O'Shea asiente, consciente de que ha dejado bien claras sus intenciones.

Me vuelvo para marcharme de la habitación pero me detengo al llegar a la puerta.

—¿Y qué hay de Nico? ¿Alguna idea de hacia dónde se dirige? —añado, sintiendo que comienzan a temblarme los dedos. Hundo las manos en los bolsillos antes de que nadie se percate de ello.

O'Shea se me queda mirando. Éste es el momento ideal para que se comporte como un capullo. Se ajusta la gorra del Open de Estados Unidos.

—La policía de Washington encontró sus ropas en una lavandería a un par de kilómetros del St. Elizabeth. Según sus médicos, Nico no ha hablado de Manning en años, pero el Servicio Secreto está haciendo horas extra sólo para estar seguros.

Asiento sin sacar las manos de los bolsillos.

—Gracias.

Micah está a punto de intervenir, pero O'Shea apoya una mano en su pecho, interrumpiéndolo.

—No está solo, Wes —añade O'Shea—. A menos que quiera estarlo.

Es un ofrecimiento perfecto y presentado de la manera más amable. Pero eso no cambia la táctica que están empleando conmigo. Contar secretos al FBI, traicionar a Manning… un dominó que finalmente me envía cuesta abajo. A partir de ahora, la única manera de salir de este embrollo es descubrir la verdad y envolverme en ella. Ése es el único chaleco antibalas que funciona.

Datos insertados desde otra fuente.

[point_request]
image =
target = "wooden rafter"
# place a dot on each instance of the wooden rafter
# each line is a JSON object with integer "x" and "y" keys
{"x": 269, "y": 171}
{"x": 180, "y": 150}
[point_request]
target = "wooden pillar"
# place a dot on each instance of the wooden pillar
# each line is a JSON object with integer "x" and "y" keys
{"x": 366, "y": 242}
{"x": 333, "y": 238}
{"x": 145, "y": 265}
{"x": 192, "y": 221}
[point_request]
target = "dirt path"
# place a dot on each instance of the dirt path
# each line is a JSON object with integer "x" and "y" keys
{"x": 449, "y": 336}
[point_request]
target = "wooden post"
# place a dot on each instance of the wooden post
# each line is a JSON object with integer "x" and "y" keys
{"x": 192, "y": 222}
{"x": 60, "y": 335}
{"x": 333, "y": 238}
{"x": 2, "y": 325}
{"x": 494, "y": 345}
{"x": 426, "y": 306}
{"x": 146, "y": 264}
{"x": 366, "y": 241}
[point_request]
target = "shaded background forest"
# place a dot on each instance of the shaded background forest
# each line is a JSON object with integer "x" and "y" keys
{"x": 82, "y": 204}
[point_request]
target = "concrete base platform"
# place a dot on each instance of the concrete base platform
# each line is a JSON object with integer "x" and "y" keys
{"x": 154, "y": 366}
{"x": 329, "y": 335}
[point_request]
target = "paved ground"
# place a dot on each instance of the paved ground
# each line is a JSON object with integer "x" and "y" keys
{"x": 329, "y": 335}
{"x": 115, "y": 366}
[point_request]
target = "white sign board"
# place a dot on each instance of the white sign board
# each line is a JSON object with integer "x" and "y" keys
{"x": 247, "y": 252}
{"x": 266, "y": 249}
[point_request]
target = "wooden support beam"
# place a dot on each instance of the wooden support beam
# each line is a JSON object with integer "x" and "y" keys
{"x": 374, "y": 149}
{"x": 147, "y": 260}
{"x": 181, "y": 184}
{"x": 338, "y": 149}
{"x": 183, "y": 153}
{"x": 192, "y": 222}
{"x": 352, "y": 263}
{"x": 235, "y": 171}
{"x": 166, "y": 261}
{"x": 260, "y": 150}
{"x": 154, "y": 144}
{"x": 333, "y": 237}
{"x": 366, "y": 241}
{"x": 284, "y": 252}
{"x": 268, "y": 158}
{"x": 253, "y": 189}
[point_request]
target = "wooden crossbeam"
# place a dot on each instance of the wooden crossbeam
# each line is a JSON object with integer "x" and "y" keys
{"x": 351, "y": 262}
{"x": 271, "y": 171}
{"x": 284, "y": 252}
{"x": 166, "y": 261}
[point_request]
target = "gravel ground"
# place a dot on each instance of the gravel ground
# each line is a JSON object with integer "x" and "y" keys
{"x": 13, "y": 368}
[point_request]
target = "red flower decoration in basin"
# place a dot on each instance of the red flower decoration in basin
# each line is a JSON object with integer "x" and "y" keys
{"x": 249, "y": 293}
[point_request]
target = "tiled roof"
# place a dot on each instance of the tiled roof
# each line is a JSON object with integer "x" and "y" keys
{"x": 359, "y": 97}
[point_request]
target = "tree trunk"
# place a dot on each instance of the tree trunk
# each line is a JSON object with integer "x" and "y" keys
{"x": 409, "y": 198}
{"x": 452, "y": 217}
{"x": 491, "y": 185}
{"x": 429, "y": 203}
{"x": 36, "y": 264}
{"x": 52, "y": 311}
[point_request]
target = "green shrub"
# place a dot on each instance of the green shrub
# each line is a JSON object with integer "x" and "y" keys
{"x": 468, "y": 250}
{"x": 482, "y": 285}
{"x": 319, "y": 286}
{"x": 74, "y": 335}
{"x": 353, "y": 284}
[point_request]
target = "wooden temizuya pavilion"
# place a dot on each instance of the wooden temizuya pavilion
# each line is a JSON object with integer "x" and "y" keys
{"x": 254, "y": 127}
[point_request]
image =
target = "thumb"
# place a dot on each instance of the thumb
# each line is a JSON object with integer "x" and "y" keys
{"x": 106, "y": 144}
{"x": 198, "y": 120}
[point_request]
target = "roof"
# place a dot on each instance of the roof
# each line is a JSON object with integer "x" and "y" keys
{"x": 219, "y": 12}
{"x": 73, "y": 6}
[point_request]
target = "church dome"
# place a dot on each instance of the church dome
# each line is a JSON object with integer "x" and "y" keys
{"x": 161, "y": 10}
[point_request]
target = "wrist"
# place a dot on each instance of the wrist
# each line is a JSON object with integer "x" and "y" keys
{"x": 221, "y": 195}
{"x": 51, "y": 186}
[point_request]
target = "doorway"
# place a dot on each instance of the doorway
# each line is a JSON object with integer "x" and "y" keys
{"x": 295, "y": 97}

El móvil comienza a vibrar en el bolsillo. Lo saco y leo el nombre de Lisbeth en la pantalla. Adiós tranquilidad, hola dura realidad.

—Es mi madre —le digo a O'Shea—. Debo irme. Es probable que se haya enterado de la fuga de Nico en las noticias.

—Tenga cuidado con lo que dice —me advierte Micah.

De eso no hay ninguna duda. Aun así se trata de una elección muy simple. Estar con el FBI significa que ellos me lanzarán contra Manning. Pero antes de que apuñale a César por la espalda, necesito estar seguro de que tengo el blanco correcto. Al menos con Lisbeth podré disponer de ese tiempo que necesito para averiguar qué demonios está pasando.

—Piense en ello, Wes. No está solo —me grita O'Shea cuando salgo de la habitación. Una vez en el pasillo, espero que el teléfono suene por tercera vez para asegurarme de que nadie puede oír la conversación.

—Aquí Wes —contesto.

—¿Dónde estás? —pregunta Lisbeth—. ¿Te encuentras bien? ¿Te dijeron que Nico…?

—Sólo escucha —la interrumpo—. Lo que dijiste antes acerca de encontrar información para nosotros, ¿hablabas en serio?

En el otro lado de la línea se produce una breve pausa.

—Más en serio que un Pulitzer.

—¿Estás segura? Quiero decir, si te metes en este asunto… ¿Estás segura de que quieres meterte en este asunto?

Ahora el silencio es incluso más prolongado. No se trata de un comentario de cincuenta palabras acerca del nuevo vestido de la primera dama. Lo que han hecho Boyle, Manning y el Servicio Secreto no se puede hacer sin contar con la ayuda de los cargos más altos del gobierno y de los cuerpos de seguridad. Lisbeth se está debatiendo por dentro. Peor aún, cuando esto salga a la luz, utilizarán todo ese poder para hacernos quedar como unos chiflados que vieron un fantasma. Y el quid de la cuestión es que, con Boyle vivo, Nico tiene la mejor de las razones para venir aquí a terminar el trabajo.